The minutes seem short when you have a teenager. You feel like you’ve got your own personal doomsday clock: it’s reached 11:59 before you even realized it. Having a child grow up is not the end of the world though; most days of living with a teenager, you wonder if you will make it to your child’s adulthood or whether your brain, heart, and temper will explode before then.
There’s something cruel about arriving at middle age as your child arrives at adolescence. Here you are questioning what you’ve done with your life so far and now you’re also questioning if you’ve done any good as a parent.

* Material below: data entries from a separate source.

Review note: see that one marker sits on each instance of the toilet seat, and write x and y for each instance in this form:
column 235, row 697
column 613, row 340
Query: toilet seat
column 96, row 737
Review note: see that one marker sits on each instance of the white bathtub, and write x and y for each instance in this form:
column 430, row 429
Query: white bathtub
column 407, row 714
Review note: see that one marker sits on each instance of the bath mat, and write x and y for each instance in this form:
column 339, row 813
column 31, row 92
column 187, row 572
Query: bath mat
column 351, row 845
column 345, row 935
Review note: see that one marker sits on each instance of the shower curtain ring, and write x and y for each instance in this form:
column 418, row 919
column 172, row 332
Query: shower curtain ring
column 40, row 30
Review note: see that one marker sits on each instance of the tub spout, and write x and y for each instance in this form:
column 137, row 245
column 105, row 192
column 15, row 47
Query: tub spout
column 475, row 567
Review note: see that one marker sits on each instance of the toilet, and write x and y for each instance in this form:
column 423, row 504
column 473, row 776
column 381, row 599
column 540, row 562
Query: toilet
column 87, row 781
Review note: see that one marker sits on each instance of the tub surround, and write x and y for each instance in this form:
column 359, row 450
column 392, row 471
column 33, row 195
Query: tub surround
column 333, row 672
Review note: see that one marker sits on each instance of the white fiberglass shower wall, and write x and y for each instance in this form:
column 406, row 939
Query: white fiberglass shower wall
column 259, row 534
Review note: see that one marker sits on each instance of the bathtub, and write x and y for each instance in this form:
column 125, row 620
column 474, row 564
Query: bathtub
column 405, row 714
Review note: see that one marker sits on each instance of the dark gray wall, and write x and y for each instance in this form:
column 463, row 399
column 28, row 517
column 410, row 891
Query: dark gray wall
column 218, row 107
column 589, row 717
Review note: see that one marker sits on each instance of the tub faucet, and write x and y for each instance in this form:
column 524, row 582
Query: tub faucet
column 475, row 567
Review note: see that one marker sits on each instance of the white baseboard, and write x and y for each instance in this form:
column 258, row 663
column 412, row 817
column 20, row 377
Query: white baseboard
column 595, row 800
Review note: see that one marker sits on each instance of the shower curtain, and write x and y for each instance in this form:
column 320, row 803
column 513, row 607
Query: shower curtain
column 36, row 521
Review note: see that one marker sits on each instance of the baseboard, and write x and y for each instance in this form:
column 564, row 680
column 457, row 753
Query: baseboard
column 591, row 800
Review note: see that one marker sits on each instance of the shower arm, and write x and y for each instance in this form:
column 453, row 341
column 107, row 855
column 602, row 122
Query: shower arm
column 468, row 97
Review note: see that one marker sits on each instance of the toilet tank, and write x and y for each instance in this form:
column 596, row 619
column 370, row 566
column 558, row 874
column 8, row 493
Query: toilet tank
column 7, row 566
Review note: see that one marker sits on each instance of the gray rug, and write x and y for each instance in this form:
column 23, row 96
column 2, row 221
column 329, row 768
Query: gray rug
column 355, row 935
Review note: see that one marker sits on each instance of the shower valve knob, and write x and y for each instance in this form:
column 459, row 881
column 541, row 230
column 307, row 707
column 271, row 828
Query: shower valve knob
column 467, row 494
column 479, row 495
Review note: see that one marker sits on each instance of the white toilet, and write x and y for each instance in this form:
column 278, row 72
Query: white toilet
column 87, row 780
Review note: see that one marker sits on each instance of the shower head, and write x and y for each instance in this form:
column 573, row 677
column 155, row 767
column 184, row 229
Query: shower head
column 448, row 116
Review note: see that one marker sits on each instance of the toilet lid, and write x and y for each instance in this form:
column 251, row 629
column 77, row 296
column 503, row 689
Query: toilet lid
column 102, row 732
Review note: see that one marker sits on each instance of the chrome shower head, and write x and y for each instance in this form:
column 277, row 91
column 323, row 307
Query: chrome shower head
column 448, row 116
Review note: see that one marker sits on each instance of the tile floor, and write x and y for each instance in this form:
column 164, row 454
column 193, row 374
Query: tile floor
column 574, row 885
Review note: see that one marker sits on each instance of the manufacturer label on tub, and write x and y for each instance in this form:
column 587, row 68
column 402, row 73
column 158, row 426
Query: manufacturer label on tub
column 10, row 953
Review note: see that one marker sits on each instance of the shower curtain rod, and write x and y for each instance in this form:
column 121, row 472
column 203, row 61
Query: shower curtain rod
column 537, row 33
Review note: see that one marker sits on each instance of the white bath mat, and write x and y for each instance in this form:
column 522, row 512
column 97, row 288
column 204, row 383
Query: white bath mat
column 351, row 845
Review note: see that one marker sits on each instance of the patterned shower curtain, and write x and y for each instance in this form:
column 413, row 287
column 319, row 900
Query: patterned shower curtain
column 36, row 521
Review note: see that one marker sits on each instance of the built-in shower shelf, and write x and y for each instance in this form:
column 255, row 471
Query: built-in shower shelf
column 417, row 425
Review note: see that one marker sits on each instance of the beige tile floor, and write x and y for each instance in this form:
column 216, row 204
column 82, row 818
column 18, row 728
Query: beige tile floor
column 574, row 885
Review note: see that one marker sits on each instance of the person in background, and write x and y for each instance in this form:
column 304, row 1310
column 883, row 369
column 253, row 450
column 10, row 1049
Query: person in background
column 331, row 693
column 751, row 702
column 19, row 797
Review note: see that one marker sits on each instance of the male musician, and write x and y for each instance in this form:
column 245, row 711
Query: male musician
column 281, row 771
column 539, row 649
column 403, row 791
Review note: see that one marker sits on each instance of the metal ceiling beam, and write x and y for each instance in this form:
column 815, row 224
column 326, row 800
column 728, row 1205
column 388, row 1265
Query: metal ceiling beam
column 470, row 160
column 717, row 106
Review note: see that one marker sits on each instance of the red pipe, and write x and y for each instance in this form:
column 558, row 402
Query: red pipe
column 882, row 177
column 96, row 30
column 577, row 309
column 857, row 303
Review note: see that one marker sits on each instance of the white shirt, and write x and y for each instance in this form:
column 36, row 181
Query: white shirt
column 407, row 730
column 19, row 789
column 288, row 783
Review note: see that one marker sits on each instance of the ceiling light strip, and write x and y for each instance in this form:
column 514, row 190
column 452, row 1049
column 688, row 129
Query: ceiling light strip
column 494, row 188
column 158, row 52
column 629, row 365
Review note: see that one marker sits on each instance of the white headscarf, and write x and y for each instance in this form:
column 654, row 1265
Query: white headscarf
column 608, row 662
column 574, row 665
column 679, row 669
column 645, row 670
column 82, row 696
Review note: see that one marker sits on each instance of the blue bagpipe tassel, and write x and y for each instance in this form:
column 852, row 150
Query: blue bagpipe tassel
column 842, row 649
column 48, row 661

Here you are about to teach someone to drive a car, and you wonder if you have done even a fraction of what you need to help this person live independently on her own. Is there still time to teach her to roast a turkey, change a tire, always keep an eye on her drink, spot bad men and women from a distance, and do hospital corners on a dorm bed? Hell, I’ve never changed a tire in the wild .
Sometimes when I need it and I’m panicking about the last years under our roof (dear lord, so we hope), the gift of time travel arrives.
This morning, driving Elly to work, I plugged my phone into the car, and the phone and the radio contrived some magic between them. Out of the blue, the radio started playing one of the old Sesame Street songs that I’d downloaded a dozen years ago on a different phone. Unthought of for years, here were Ernie, Big Bird, and Herbert Birdsfoot serenading us about harmony. Elly was incredulous. She surely hadn’t ever wanted to listen to this terrible song. She had surely never heard it before, she thought.
For me, time stopped. In my panic that time races, I forget how much time there has been. Caught up in the era of makeup, AP World History, and fighting the fallout of toxic masculinity, I’ve forgotten the years in which Big Bird was the most important figure in our lives.
The song brings me back to little Eleanor and all the time we’ve had. Listening to old Herbert Birdsfoot — Herbert, how can I have forgotten that you were even a character? — I feel like a young mother again.
I heard an interview with Danny Boyle before the Trainspotting sequel came out, and he said that one of the great gifts of middle age is learning that time doesn’t exist or that it doesn’t exist in the way that we thinking, heading forward. We can go back in time in our minds.
I write about the gift of time travel this morning because I want to remember how it works as we head into the rush of January and school tomorrow, all the pressing moments of adolescence and approaching adulthood. I don’t want to forget that sometimes the radio gives you a gift on a Sunday morning. Muppet birds sing on the radio, bringing the gift of reassurance that there has been enough time and all will be well.